Hope you all are doing really well! I could not update recipes regularly as I was enjoying holidays. Thank you all for visiting my blog all these days! There is a good news to share with you all, I know I am little late to announce this whereas my fellow bloggers has already updated you about this. Yes I am talking about the ‘ebook of 100 Kids lunch-box recipes’. It was great honour for me as my recipe Eggless Whole Wheat Date Muffin Recipe is also part of this ebook. I sincerely thank Indusladies.com for taking this wonderful initiative and helping all moms to make their kids happy :). My co-bloggers has also shared lot of delicious and healthy recipes which will give you new and innovative ideas for Kids lunch-box recipes. Please download this ebook from the below link:
As Christmas is not far away, today I am going to share an easy recipe of vanilla sponge cake with whipped cream frosting. This is my first cake decorated with whipped cream. This experimental cake was very special for me as I prepared on the occasion of my father’s 67th birthday.
I have prepared cake many times but never on my parents birthday and I am really fortunate this year I could make the cake on his birthday. Frosting was not tidy and you can make out it is a work of beginner, still it was special for me and sharing with you all. However, vanilla cake was super tasty and spongy too. I have done icing using ready made whipped cream powder.
Vanilla Sponge Cake
All Purpose Flour – 3 cups
Sugar – 11/2 cup
Baking Powder – 3/4 tablespoon
Salt – 1/2 teaspoon
Cooking Butter – 1 cup
Vanilla Extract – 2 teaspoon
Milk – 1 cup
Sieve all purpose flour, salt and baking powder. In a big bowl take melted butter and add sugar. Cream it and once it dissolves add eggs one by one and beat the mixer using electric hand blender or normal whisk. Next add 2 teaspoon of vanilla extract and fold the flour mixture slowly into it. Now add milk and make a smooth batter. Preheat your oven at 180 degree Celsius for 10 minutes.
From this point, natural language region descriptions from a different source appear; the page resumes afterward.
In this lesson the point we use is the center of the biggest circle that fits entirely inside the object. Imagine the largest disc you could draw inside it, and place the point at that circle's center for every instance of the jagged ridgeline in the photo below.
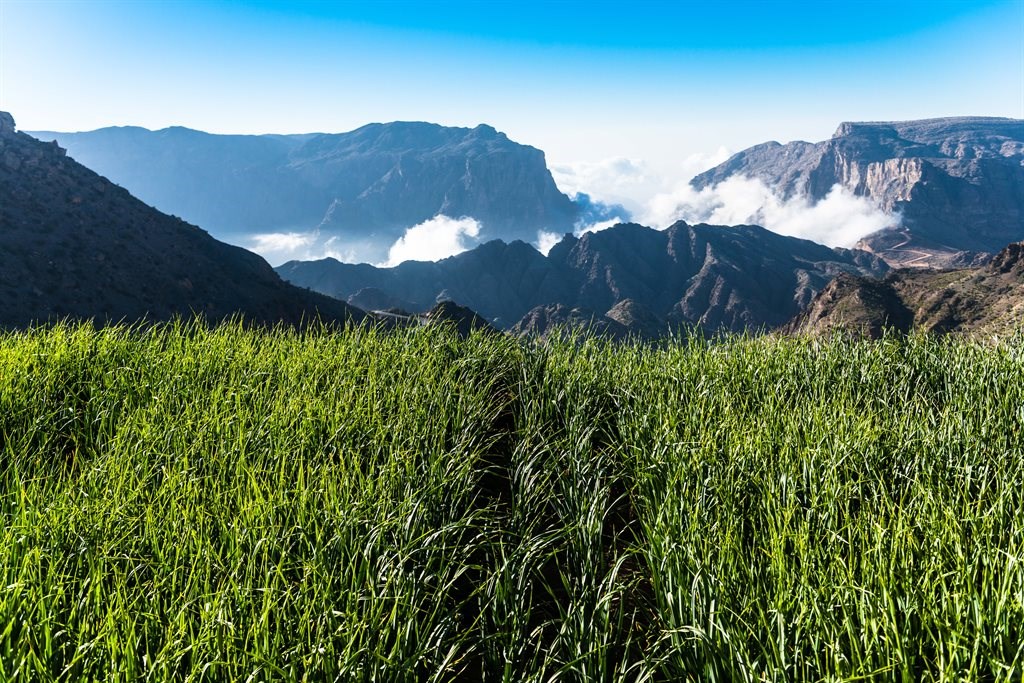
(75, 245)
(956, 182)
(987, 300)
(718, 278)
(364, 187)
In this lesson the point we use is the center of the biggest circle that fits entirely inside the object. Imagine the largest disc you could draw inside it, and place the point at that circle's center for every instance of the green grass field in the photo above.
(228, 505)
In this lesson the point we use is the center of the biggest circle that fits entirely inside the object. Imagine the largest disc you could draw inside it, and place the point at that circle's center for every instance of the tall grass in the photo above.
(181, 503)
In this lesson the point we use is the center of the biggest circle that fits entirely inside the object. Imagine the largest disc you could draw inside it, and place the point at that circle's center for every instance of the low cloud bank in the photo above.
(430, 241)
(279, 248)
(660, 197)
(435, 239)
(840, 219)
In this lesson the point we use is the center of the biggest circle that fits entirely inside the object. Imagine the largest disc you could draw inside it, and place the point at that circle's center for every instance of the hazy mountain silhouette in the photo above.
(75, 245)
(364, 187)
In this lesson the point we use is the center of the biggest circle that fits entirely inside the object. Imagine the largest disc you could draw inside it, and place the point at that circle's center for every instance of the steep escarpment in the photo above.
(363, 187)
(987, 299)
(75, 245)
(957, 182)
(717, 278)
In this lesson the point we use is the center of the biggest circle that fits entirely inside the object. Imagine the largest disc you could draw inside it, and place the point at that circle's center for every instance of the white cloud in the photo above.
(433, 240)
(615, 180)
(278, 248)
(598, 226)
(840, 219)
(545, 241)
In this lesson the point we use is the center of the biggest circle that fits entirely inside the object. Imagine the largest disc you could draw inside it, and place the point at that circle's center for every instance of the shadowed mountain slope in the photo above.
(719, 278)
(75, 245)
(364, 187)
(988, 299)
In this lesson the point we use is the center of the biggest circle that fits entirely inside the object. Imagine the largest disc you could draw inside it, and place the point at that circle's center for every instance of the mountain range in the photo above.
(358, 190)
(956, 182)
(984, 300)
(717, 278)
(75, 245)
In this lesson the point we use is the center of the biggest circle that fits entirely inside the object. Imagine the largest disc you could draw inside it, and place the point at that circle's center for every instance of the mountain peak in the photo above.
(6, 124)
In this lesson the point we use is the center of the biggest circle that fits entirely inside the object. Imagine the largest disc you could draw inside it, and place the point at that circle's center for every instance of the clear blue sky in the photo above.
(581, 80)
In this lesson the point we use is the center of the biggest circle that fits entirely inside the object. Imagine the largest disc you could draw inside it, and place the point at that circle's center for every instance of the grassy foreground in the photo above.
(188, 504)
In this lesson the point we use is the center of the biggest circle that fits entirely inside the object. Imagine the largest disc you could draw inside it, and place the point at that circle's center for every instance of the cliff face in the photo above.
(988, 299)
(719, 278)
(76, 245)
(365, 187)
(957, 182)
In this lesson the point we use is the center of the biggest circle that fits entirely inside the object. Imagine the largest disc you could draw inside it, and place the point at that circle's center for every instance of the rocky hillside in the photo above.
(988, 299)
(957, 182)
(364, 187)
(719, 278)
(76, 245)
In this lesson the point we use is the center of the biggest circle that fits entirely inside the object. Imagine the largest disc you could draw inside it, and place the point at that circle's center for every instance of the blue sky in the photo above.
(655, 81)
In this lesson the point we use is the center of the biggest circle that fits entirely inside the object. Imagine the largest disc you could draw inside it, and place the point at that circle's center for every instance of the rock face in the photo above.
(988, 299)
(957, 182)
(364, 187)
(75, 245)
(639, 279)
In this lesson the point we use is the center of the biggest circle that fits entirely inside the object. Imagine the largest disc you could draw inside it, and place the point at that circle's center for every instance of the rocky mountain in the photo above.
(987, 299)
(742, 278)
(627, 319)
(75, 245)
(957, 182)
(364, 188)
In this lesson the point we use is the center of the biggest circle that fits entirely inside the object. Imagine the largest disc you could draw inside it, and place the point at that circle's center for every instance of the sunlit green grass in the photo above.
(188, 504)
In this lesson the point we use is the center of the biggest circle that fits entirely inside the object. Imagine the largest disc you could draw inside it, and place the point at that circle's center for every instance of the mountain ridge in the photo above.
(957, 181)
(78, 246)
(737, 278)
(363, 187)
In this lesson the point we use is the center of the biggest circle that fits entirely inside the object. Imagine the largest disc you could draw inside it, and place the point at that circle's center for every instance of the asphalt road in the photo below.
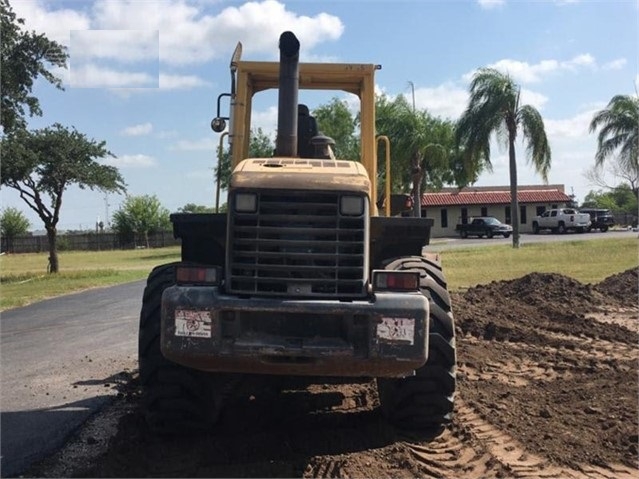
(61, 360)
(440, 244)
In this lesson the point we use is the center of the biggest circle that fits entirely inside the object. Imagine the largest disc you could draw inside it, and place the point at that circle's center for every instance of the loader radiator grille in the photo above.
(297, 244)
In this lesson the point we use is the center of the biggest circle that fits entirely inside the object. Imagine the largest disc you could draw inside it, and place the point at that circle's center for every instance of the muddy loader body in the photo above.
(302, 276)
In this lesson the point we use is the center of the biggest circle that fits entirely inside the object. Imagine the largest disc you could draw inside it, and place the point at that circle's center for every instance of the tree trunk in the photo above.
(514, 204)
(53, 250)
(417, 181)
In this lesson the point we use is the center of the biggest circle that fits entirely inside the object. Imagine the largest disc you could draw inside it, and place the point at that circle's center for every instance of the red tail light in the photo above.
(204, 275)
(395, 280)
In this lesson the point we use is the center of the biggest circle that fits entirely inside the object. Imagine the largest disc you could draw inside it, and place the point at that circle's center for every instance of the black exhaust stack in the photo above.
(286, 141)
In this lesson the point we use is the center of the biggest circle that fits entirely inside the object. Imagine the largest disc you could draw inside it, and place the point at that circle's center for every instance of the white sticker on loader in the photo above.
(397, 329)
(192, 324)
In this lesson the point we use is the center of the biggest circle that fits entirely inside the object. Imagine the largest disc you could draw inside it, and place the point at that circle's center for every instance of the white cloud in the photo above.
(266, 120)
(489, 4)
(138, 130)
(94, 76)
(120, 45)
(447, 100)
(583, 60)
(131, 161)
(616, 64)
(574, 127)
(531, 73)
(173, 82)
(189, 35)
(529, 97)
(202, 144)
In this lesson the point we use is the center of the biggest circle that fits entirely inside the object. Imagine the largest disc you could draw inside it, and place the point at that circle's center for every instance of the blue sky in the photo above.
(145, 74)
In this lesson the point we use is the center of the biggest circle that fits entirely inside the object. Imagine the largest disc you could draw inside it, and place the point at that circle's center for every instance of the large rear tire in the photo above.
(174, 398)
(424, 402)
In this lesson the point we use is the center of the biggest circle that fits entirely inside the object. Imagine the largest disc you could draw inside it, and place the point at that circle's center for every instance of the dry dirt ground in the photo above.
(547, 387)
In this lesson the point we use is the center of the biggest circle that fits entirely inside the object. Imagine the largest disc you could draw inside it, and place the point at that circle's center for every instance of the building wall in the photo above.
(445, 218)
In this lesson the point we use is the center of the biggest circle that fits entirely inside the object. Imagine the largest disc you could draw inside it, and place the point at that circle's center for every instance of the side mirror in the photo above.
(218, 125)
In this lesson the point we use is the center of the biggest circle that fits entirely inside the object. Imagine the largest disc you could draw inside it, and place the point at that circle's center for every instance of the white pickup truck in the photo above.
(561, 220)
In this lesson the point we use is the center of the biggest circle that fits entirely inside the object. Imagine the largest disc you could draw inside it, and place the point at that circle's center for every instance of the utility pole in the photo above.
(412, 87)
(107, 221)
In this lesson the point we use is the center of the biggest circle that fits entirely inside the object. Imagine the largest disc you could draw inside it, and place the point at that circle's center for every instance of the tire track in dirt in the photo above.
(541, 393)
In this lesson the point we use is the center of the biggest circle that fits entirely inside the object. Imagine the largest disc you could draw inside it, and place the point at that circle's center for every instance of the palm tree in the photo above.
(619, 123)
(494, 108)
(421, 145)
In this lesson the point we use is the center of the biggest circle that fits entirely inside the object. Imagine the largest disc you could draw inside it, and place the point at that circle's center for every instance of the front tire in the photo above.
(425, 401)
(174, 398)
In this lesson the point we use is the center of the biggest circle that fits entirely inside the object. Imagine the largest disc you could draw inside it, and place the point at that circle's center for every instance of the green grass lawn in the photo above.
(588, 261)
(23, 277)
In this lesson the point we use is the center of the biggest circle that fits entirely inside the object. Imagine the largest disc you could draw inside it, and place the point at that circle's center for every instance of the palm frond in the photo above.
(534, 134)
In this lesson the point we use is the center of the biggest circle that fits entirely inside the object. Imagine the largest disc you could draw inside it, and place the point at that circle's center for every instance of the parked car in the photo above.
(487, 226)
(560, 220)
(600, 218)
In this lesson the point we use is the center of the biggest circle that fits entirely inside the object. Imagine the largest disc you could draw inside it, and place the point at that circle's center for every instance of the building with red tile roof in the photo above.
(451, 206)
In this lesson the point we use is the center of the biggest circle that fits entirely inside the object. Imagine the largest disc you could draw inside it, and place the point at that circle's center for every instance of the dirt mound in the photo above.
(623, 286)
(547, 387)
(525, 309)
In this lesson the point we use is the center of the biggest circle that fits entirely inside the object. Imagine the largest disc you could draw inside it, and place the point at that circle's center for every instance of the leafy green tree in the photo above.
(141, 215)
(494, 109)
(193, 208)
(24, 57)
(42, 164)
(618, 126)
(260, 146)
(13, 223)
(335, 120)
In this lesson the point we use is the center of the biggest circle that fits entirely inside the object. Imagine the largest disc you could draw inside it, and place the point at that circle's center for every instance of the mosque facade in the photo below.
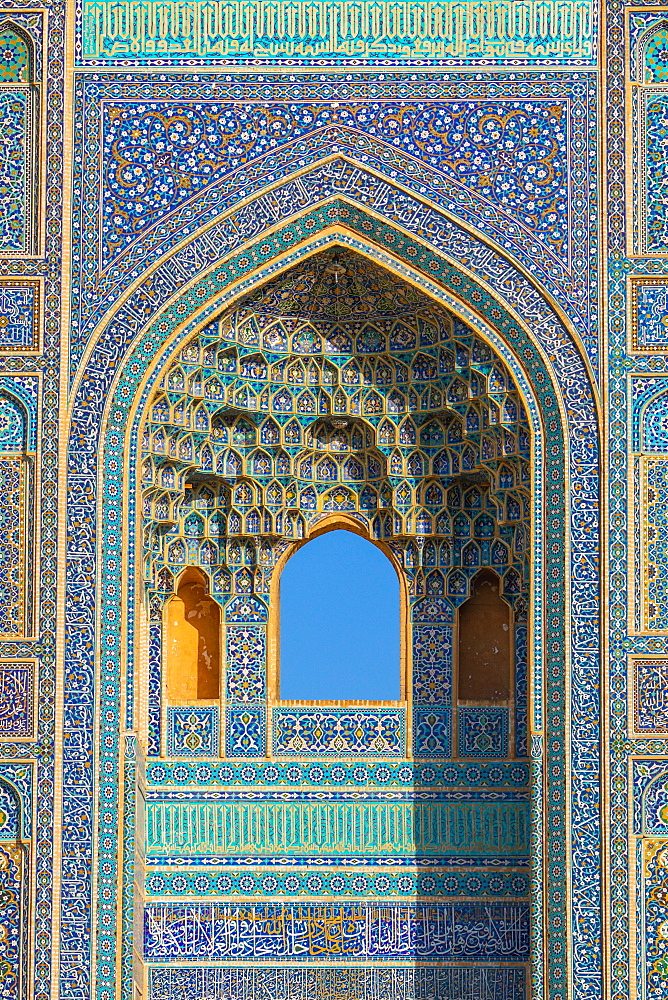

Now grease a pan with butter and line it with butter paper. Pour the batter in the pan and it should fill 3/4 th of the pan to avoid spilling. Put the pan in the oven and set the time for 15 minutes in baking mode. Last 3 to 5 minutes you can switch on toasting mode to get nice brown colour crust on the top of your cake. Check with toothpick, if comes out clean then your cake is done else bake it for few more minutes.
After cooling the cake take out from pan and level the top part using knife. For frosting I have used ready made whipped cream powder and followed the instructions given on the pack.